You are viewing a plain text version of this content. The canonical link for it is here.
Posted to commits@spark.apache.org by zs...@apache.org on 2017/02/13 07:00:25 UTC
spark git commit: [SPARK-19564][SPARK-19559][SS][KAFKA]
KafkaOffsetReader's consumers should not be in the same group
Repository: spark
Updated Branches:
refs/heads/master bc0a0e639 -> 2bdbc8705
[SPARK-19564][SPARK-19559][SS][KAFKA] KafkaOffsetReader's consumers should not be in the same group
## What changes were proposed in this pull request?
In `KafkaOffsetReader`, when error occurs, we abort the existing consumer and create a new consumer.

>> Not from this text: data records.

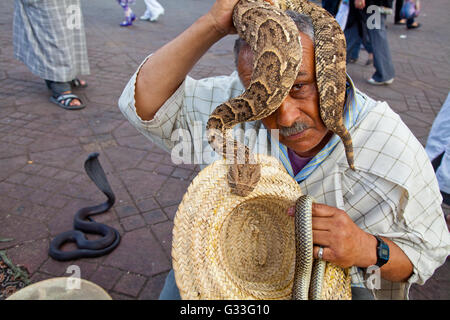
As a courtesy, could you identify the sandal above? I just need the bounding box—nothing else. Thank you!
[70,78,87,88]
[50,93,86,110]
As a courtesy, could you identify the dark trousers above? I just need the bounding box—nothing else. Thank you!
[322,0,341,17]
[394,0,403,23]
[345,8,395,82]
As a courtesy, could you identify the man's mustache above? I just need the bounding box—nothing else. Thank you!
[280,121,309,137]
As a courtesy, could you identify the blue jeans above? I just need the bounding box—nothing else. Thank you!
[345,10,395,82]
[159,269,181,300]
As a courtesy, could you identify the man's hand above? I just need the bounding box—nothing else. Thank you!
[355,0,366,10]
[206,0,243,35]
[288,203,377,268]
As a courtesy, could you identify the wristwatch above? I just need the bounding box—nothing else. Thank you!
[374,235,389,268]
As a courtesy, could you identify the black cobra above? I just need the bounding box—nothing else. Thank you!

In our current implementation, the first consumer and the second consumer would be in the same group (which leads to SPARK-19559), **_violating our intention of the two consumers not being in the same group._**
The cause is that, in our current implementation, the first consumer is created before `groupId` and `nextId` are initialized in the constructor. Then even if `groupId` and `nextId` are increased during the creation of that first consumer, `groupId` and `nextId` would still be initialized to default values in the constructor for the second consumer.
We should make sure that `groupId` and `nextId` are initialized before any consumer is created.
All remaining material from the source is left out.